What I’ve always loved about Tom Waits is his ability to sound like a cross between the granddaddies of the blues and a maniacal villain from a horror movie– cackling and playing the organ whilst some unsuspecting blonde beauty awakens to discover she’s been chained to a table. It’s the way his backbeats thump, his voice scratches between mournful and wizened, and reverberates with a raw anger and resentment. “Bad As Me”, Waits’s first new studio recording in seven years, delivers on all these points.
But listening to “Bad As Me” prompts me to stress the heart of the prowess of the Waits and Kathleen Brennan songwriting duo. “Kiss Me” uses all of its instrumentals as a means to demonstrate the chiaroscuro of Waits’s voice, highlighting and shadowing his vocals exactly where needs be. Piano, bass, and guitar weave in and out of the melody line, each instrument acting as both harmony and syncopation in all the proper places. It’s this understanding of each line of music in a song as a part of a cohesive whole that provides the foundation for Waits’s lyrical performances.
Sometimes Waits, on paper, seems to be speaking his own language, but heard in song he is universally communicative. Take title track “Bad As Me”, where a series of metaphors that have to be heard to be understood flow one upon the other –“You’re the fly in my beer… you’re the letter from Jesus on the bathroom wall… you’re mother superior, with only a bra”. This sort of lyric writing shouldn’t come as a surprise from the man who revelled in his ‘difficult’ reputation upon his induction to the Rock ‘n’ Roll Hall of Fame: “they say that I have no hits and that I’m difficult to work with. And they say that like it’s a bad thing.”

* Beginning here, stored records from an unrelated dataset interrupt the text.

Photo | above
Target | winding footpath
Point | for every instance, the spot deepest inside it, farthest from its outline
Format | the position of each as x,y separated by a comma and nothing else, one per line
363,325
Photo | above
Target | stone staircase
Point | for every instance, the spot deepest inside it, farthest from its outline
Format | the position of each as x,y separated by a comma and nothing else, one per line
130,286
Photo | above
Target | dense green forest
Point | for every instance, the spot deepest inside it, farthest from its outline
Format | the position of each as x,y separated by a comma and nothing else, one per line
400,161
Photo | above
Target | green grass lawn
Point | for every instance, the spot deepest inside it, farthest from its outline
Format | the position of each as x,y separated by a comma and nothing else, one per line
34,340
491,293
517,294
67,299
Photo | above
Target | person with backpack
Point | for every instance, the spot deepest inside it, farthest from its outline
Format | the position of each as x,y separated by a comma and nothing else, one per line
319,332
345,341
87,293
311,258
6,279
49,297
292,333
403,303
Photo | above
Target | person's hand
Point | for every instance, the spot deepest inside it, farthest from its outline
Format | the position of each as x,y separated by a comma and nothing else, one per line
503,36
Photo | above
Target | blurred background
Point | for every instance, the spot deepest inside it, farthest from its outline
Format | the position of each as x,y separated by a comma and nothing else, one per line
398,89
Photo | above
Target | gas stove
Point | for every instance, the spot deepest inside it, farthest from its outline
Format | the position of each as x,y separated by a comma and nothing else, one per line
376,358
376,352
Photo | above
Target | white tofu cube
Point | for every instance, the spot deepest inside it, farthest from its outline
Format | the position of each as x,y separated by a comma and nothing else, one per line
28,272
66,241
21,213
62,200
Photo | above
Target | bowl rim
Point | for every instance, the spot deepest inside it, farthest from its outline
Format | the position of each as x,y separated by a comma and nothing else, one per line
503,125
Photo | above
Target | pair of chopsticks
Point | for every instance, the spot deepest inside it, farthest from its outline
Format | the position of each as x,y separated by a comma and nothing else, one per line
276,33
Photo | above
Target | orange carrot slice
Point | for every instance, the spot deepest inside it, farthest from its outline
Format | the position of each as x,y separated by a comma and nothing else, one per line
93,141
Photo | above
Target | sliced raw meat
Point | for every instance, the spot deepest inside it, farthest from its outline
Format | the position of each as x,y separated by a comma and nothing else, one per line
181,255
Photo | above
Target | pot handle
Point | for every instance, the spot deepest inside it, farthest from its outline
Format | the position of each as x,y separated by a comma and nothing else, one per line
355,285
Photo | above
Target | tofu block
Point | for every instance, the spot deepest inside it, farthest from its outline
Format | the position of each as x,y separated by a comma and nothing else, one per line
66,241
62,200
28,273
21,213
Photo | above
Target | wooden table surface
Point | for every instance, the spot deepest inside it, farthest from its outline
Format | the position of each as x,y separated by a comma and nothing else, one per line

One element of what makes Waits’s music so resilient is its subtle diversity: he has this rich, clearly identifiable sound, mostly due his voice, but his music also maintains a transient quality, slipping between classic country, rock ‘n’ roll, traditional blues, and, on occasion, a horror movie score. That maleability is really evident on “Bad As Me”. “Back in the Crowd” reminds me of old school country, in the vein of Merle, Patsy, and a bit of Waylon. “Talking At The Same Time” laments with a wry smile: “If all the news is bad, is there any other kind?” The beat in “Face to the Highway” has this relentless, steady quality. Waits’s voice is melodic, complimented by a long-twanging guitar, lending the track an ethereal, haunted sound that, to me at least, communicates the stretching, seemingly infinite expanse of the highway. “Last Leaf” has the kind of melancholia of a lullaby– a slow, wistful mourning.
Towards the end of the album is “Hell Broke Luce”. Full disclosure: I love a good pun, so I was a sucker for this track before I’d even heard it. The track draws on schoolyard rhyming and clapping games, selective repetition, and a rhythm based on an infantry march. You just want to march right on with it, despite the violent anger of the lyrics. Left, right, left, right…
Waits knows how to structure an album. He brings you in with a bold, rhythmic opener, then shifts to a quieter, seemingly more intimate musical space. You’re traveling along with his beat. You’re in line with his anger. You taste his pain. You’re always slightly creeped out, though you’re never quite sure why. In the end, you have to get comfortable with the fact that Waits is in the drivers seat, and you’re just along for the ride.